Philippe Fuchs (57) wird auf dem Rad von seinem Coach Daniel Grassy (60) begleitet. Dritter im Team ist ein Fahrer, der das Wohnmobil mit der technischen Ausrüstung steuert. Auf den rund 10.000 Kilometern von der französischen zur chinesischen Hauptstadt legt der Franzose pro Etappe rund 85 Kilometer zurück und will Peking während der Olympischen Spiele im August erreichen. Dabei durchquert er zwei Kontinente und verschleißt etwa zehn Paar Laufschuhe. Doch nicht nur die Sportausrüstung ist im Gepäck des Begleitfahrzeugs.

Sponsor Dassault Systèmes, ein Anbieter von 3D- und
Product-Lifecycle-Management-Lösungen, hat die Technik für den medizinisch-wissenschaftlichen Teil der Reise dazu gepackt. Diese besteht aus Computer, Satellitenübertragungseinheit, Simulationssoftware und Spezialmessgeräten.
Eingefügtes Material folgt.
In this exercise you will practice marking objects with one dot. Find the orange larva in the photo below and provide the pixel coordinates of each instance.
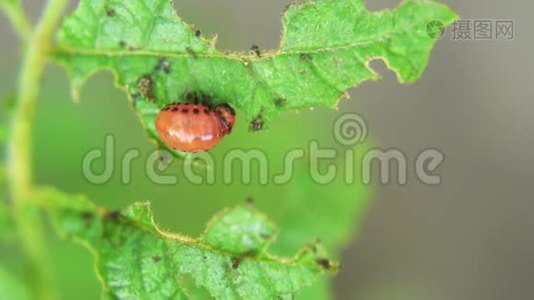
(194, 127)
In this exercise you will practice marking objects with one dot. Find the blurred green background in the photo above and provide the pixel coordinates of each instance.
(468, 238)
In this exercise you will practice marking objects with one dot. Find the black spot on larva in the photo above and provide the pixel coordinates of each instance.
(280, 102)
(230, 109)
(146, 86)
(323, 262)
(113, 215)
(256, 124)
(189, 96)
(256, 50)
(164, 65)
(265, 236)
(235, 262)
(191, 52)
(87, 216)
(305, 57)
(110, 12)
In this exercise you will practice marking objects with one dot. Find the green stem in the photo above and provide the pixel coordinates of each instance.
(18, 19)
(19, 164)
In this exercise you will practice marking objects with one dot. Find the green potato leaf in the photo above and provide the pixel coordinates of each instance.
(326, 48)
(138, 260)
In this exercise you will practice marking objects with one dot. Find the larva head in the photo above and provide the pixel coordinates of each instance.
(227, 115)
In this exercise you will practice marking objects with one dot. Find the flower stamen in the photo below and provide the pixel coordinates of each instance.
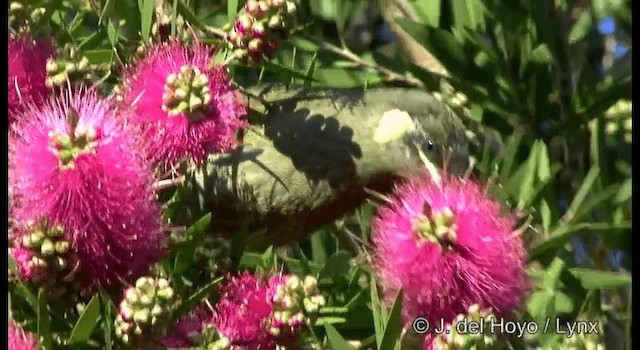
(187, 92)
(437, 227)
Im Internet sollen Interessierte Gelegenheit haben, sich den aktuellen Standort sowie Bio-Daten des Läufers auf einer digitalen Karte anzusehen. Immer jeweils zu Beginn und am Ende einer Etappe legt Fuchs eigens angefertigte Schuhe an, deren Sohlen und Obermaterial mit etwa 500 Messpunkten versehen sind. Die so erfassten Daten werden täglich per Satellit übermittelt, gesammelt und anschließend gebündelt der Wissenschaft zur Verfügung gestellt.

Aufgezeichnet werden Pulsfrequenz, Geschwindigkeit, Schrittlänge, Schrittfrequenz und Position des Läufers. Vor Beginn der Reise haben Fuchs und Kollegen – Fuchs ist Professor an der Ecole des Mines, einer Fachhochschule für Ingenieure in Paris – mit der Dassault-Software ein dreidimensionales Modell seiner Füße erstellt. Dieses wollen Wissenschaftler des Motion Science Instituts aus Marseille mit den Fuß-Modellen anderer Menschen vergleichen. Die Ergebnisse sollen später zur Entwicklung neuartiger Sportschuhe oder für das Aufsetzen von Strategien zur Vorbeugung von Verletzungen genutzt werden. Fuchs dazu: “Was wir mit unserer Tour-Website und den Avataren haben, ist nur der erste Schritt. In Zukunft wird es virtuelle Trainingsumgebungen geben, in denen sich kranke oder nach Unfällen genesende Menschen auf ihre Reha-Übungen im realen Leben vorbereiten können.”

Auf der Projekt-Webseite sind neben Fuchs´ Laufdaten und Zusatzinformationen auch einige Mitmach-Funktionen enthalten. So können sich Besucher der Internetseite wie gesagt einen Avatar erstellen oder Facebook-Freunde zur Teilnahme an einem Staffellauf einladen. Das frei bestimmbare Startgeld erhält die Hilfsorganisation. Aus den Mitteln sollen die Lebensumstände von Kindern in Lateinamerika, Afrika und Asien durch Sportprogramme verbessert werden, hieß es von Sports Without Borders. Dassault erstellte die aufwändig animierte Site mit der Online-Übertragungsanwendung ‘TVnima’. Diese Software kommt ansonsten häufig für die Erstellung komplexer TV-Nachrichtenprogramme zum Einsatz.